Yoshi_80 Olej po obróbce cieplnej nadaje się do utylizacji, nie nadaje się do ponownego użycia. A podczas rafinacji zmienia się jego struktura. Organizm ludzki i zwierzęcy pewnie też mają kłopoty aby poradzić sobie ze zmodyfikowanymi rafinacją cząsteczkami oleju. Zauważ, że do takiego oleju dodaje się przeciwutleniacz. A do tłoczonego na zimno nie.
Już samo działanie sztucznych przeciwutleniaczy jest prawdopodobnie szkodliwe, bo blokują prawidłowe wchłanianie tłuszczy.
Jak wygląda taka rafinacja oleju? Opiszę w skrócie, bo to całkiem ciekawe.

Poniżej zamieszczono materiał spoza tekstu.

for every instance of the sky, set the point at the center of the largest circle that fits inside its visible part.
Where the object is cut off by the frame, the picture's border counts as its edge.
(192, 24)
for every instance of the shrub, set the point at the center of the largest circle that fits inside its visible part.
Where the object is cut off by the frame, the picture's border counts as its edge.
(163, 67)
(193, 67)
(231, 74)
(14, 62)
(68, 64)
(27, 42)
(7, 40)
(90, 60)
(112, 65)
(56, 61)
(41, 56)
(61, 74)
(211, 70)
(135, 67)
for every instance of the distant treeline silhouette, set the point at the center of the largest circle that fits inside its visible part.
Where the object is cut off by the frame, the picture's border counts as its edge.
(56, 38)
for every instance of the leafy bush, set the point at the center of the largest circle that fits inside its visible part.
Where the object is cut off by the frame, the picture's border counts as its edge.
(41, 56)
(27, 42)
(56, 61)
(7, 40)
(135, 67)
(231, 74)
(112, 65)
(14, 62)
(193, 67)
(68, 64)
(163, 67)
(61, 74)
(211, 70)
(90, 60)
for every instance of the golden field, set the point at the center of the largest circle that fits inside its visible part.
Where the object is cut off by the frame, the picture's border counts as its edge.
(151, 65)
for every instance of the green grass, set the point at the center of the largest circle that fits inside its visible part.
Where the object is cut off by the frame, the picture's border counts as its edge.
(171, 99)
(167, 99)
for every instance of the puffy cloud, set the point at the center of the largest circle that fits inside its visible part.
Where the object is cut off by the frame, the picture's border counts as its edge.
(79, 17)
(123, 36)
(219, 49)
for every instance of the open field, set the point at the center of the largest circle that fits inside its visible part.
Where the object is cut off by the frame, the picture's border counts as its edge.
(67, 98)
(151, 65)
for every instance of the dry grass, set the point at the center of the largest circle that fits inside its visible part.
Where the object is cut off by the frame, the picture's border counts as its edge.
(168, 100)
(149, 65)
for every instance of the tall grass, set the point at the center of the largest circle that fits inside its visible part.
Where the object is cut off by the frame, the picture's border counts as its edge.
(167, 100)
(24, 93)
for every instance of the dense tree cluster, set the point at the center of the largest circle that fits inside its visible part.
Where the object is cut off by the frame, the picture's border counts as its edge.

Najpierw rozdrabnia się surowiec i dopiero potem wyciska. Kiedyś w prasach dzisiaj w ślimacznicach. W zależności od temperatury mamy tłoczenie na zimno i ciepło. Na zimno to też podgrzewanie, gdzieś ok 60 stopni C. (Chociaż we Włoszech używają wyższych temperatur, pewien Chorwat tłumaczył mi to podczas wyciskania własnych oliwek i z wielką dumą chwalił się, że on nie przekracza 60 i oliwę miał 1 klasa, a szło mu jakieś 200 litrów na rok).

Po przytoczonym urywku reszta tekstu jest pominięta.